3.  Quick and nimble. A new study published in a Nature journal, and excellently summarized at CarbonBrief, shows that European cities’ carbon adaptation plans are improving. Looking at the climate plans of 167 cities between 2005 and 2020, researchers found that cities boosted their collective learning, knowledge transfer, capacity building, and trans-national networks when planning for extreme weather, flooding, and other climate change risks. CDP, a non-profit studying climate risks, agrees. In its latest ranking of cities, it rated a record 122 cities as leaders in environmental action and transparency, including some from the Global South.

 

• • •

Power Flows from The Top Down

1.  Climate change isn’t a local problem. For all their carbon aspirations, cities are responsible for a disproportionate three quarters of the world’s energy use, and over 80% of carbon emissions, according to the UN. That’s because most economic activity (again, about 80%) happens in cities. Reducing emissions within urban boundaries could simply displace economic activity – and the pollution that goes with it – to surrounding areas. National and global policies are needed to ensure solutions that work at the scale required. 

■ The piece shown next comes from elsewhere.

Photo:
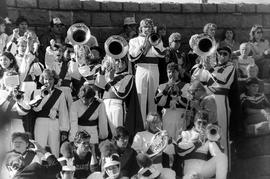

2.  Cities will likely never be self-sufficient. All the energy cities use has to come from somewhere—and don’t expect rooftop solar to close the loop. Studies around the world, from Kampala, Uganda to Wroclaw, Poland, have shown that cities are just too dense for photovoltaics to supply all (or even most) of the energy they need. That’s not altogether a bad thing: a grid that spans a nation—or even larger—can include diverse renewable sources and lower the cost and carbon footprint for all. And that’s the job of presidents.

3.  Big problems require bigger solutions. Compared to national governments, cities have little say in how their energy is generated, limited regulatory power to enforce low-carbon goals, and insufficient money to pay for moonshot transformations of transportation or industry. An article in the Houston Law Review argues persuasively that “climate science, economic interests, and our federal system of government limit the effectiveness of subnational policies” in the US. When Adam Millard-Bell of UC Santa Cruz analyzed climate plans for hundreds of California cities, he found little evidence that the plans had any causal effect. “Instead, cities are using climate plans to codify policies that were likely to happen anyway,” he wrote.

 

• • •

What To Keep An Eye On

1.  The US Supreme Court. If America’s highest court, currently controlled by a right-wing bloc, continues to erode the EPA’s ability to control carbon at the national scale, cities and states will be faced with picking up the slack.

2.  Urban carbon accounting. Getting large, thriving cities to net zero in a matter of just a few years will involve tough decisions—and require solid (or perhaps creative) accounting. A 2021 Nature paper surveying 48 US cities found that they were under-reporting their emissions by an average of 18%, making climate goals that much harder to reach.

3.  China. Centralized economies might seem capable of dealing with the tension between cities and states better than Western nations. But even as China rolls out high-speed rail and nuclear power stations galore, none of the country’s urban centers are currently on the CDP’s list of 122 leading climate cities.